The ORYGB and LRYGB cohorts consisted of 41 094 and 115 177 cases, respectively. From 2005 to 2007, LRYGB was more commonly performed than ORYGB (72% vs 28%; P < .001) and at high-volume hospitals (69% vs 61%; P < .001). A higher percentage of ORYGB compared with LRYGB patients were Medicare (9.3% vs 7.1%) and Medicaid (10.4% vs 5.9%; P < .01) beneficiaries. More ORYGB patients compared with LRYGB patients were discharged with nonroutine dispositions (7.7% vs 2.4%; P = .005), died (0.2% vs 0.1%; P < .001), and had 1 or more complications (18.7% vs 12.3%; P < .001). All Patient Safety Indicator rates were higher for ORYGB. Patients who had ORYGB compared with LRYGB also had longer median lengths of stay (3.5 vs 2.4 days; P < .001) and higher total charges ($35 018 vs $32 671; P < .001). Patients who had LRYGB had a lower odds ratio than patients who had ORYGB for both mortality (odds ratio, 0.54; P < .001) and having 1 or more complications (odds ratio, 0.66; P < .001) even after adjusting for confounding variables.
In this population-based study, LRYGB provided greater safety than ORYGB even after adjusting for patient-level socioeconomic and comorbidity differences.

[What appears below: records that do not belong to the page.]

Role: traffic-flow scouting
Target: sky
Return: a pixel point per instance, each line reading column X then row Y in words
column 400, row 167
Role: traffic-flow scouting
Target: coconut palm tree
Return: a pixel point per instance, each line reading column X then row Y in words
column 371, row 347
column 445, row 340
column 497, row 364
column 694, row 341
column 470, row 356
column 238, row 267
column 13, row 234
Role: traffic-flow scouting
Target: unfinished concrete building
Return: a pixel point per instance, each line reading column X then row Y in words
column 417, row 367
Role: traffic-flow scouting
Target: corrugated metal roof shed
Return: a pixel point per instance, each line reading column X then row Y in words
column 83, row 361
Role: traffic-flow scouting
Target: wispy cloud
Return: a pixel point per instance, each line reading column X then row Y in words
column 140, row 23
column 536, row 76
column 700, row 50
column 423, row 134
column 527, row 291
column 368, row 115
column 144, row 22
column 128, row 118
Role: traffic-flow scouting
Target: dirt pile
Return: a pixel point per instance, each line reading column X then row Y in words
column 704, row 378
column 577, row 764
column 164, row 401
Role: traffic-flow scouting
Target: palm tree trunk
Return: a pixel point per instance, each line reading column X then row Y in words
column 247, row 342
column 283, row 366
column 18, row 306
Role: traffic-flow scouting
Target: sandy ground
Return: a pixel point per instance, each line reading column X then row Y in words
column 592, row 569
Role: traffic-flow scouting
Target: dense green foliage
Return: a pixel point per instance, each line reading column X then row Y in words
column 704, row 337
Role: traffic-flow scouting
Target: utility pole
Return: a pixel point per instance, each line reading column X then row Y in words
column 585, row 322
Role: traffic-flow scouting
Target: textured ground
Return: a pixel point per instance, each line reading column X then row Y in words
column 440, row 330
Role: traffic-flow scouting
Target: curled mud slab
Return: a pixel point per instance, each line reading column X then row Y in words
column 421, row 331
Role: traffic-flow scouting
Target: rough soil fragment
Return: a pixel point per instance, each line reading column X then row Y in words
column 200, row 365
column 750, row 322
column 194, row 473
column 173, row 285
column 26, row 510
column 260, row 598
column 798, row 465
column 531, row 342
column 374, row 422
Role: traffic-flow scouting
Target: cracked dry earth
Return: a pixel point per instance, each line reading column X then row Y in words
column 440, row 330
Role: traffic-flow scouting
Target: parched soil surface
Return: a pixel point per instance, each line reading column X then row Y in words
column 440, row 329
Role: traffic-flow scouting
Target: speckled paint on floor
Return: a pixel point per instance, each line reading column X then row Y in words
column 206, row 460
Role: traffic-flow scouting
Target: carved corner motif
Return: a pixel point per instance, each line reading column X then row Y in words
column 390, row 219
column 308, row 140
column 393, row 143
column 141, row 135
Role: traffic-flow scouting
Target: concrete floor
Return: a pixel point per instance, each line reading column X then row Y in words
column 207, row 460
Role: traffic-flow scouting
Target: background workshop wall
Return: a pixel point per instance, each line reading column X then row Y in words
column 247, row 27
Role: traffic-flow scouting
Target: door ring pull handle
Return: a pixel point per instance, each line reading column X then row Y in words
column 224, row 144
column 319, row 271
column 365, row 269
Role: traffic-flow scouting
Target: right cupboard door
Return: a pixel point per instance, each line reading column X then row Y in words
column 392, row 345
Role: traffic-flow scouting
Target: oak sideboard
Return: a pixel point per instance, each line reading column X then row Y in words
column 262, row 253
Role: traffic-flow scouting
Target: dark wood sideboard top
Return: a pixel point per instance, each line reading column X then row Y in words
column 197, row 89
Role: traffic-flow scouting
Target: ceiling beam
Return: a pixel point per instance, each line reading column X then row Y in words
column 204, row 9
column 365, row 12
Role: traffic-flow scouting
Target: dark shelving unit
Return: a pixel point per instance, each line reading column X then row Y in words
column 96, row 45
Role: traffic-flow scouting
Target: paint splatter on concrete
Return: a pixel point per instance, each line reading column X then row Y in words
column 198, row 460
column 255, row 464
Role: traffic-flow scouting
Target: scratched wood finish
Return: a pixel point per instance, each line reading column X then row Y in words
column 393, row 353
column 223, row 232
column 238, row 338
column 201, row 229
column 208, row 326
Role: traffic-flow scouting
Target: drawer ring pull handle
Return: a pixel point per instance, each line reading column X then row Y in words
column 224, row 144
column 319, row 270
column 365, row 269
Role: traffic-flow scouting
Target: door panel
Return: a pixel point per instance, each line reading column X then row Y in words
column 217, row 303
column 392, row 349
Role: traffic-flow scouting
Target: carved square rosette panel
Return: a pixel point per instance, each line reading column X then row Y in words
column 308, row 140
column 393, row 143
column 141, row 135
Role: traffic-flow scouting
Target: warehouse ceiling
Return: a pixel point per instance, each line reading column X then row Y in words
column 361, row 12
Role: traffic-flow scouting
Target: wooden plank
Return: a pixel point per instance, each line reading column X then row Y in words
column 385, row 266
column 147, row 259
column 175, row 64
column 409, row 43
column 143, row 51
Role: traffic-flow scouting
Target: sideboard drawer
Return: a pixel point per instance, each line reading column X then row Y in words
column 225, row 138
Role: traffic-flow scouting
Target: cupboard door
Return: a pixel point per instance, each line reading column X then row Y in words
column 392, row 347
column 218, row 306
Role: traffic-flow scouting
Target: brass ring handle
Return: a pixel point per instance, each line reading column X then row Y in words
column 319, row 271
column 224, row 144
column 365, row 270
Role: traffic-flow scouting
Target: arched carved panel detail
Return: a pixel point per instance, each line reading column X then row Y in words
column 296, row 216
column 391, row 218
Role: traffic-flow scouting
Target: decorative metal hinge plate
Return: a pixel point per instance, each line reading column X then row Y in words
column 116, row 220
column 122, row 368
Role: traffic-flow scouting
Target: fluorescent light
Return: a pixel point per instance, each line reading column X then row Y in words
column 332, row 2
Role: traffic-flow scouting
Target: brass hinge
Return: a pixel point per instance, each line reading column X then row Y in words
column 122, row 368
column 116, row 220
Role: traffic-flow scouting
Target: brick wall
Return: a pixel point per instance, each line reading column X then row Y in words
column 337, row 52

确定腹腔镜Roux-en-Y胃旁路术(LRYGB)与开放Roux-en-Y胃旁路术(ORYGB)在全国范围内的疗效差异。
回顾性队列研究。
全国住院患者样本。
接受ORYGB和LRYGB手术的患者。
观察指标包括手术例数、患者及医院特征、患者并发症、死亡率、住院时间、资源利用以及医疗保健研究与质量局患者安全指标。通过t检验或χ2分析比较人口统计学和疗效变量,并采用回归分析对混杂变量进行校正。
ORYGB队列和LRYGB队列分别包含41094例和115177例病例。2005年至2007年期间,LRYGB的实施频率高于ORYGB(72%对28%;P<.001),且在高容量医院中更为常见(69%对61%;P<.001)。与LRYGB患者相比,ORYGB患者中医疗保险(9.3%对7.1%)和医疗补助(10.4%对5.9%;P<.01)受益人的比例更高。与LRYGB患者相比,更多ORYGB患者出院时伴有非常规情况(7.7%对2.4%;P=.005)、死亡(0.2%对0.1%;P<.001)以及发生1种或更多并发症(18.7%对12.3%;P<.001)。ORYGB的所有患者安全指标发生率均更高。与LRYGB患者相比,接受ORYGB的患者中位住院时间更长(3.5天对2.4天;P<.001),总费用更高(35018美元对32671美元;P<.001)。即使在对混杂变量进行校正后,LRYGB患者的死亡率(比值比,0.54;P<.001)和发生1种或更多并发症的比值比(比值比,0.66;P<.001)均低于ORYGB患者。
在这项基于人群的研究中,即使对患者层面的社会经济和合并症差异进行校正后,LRYGB仍比ORYGB具有更高的安全性。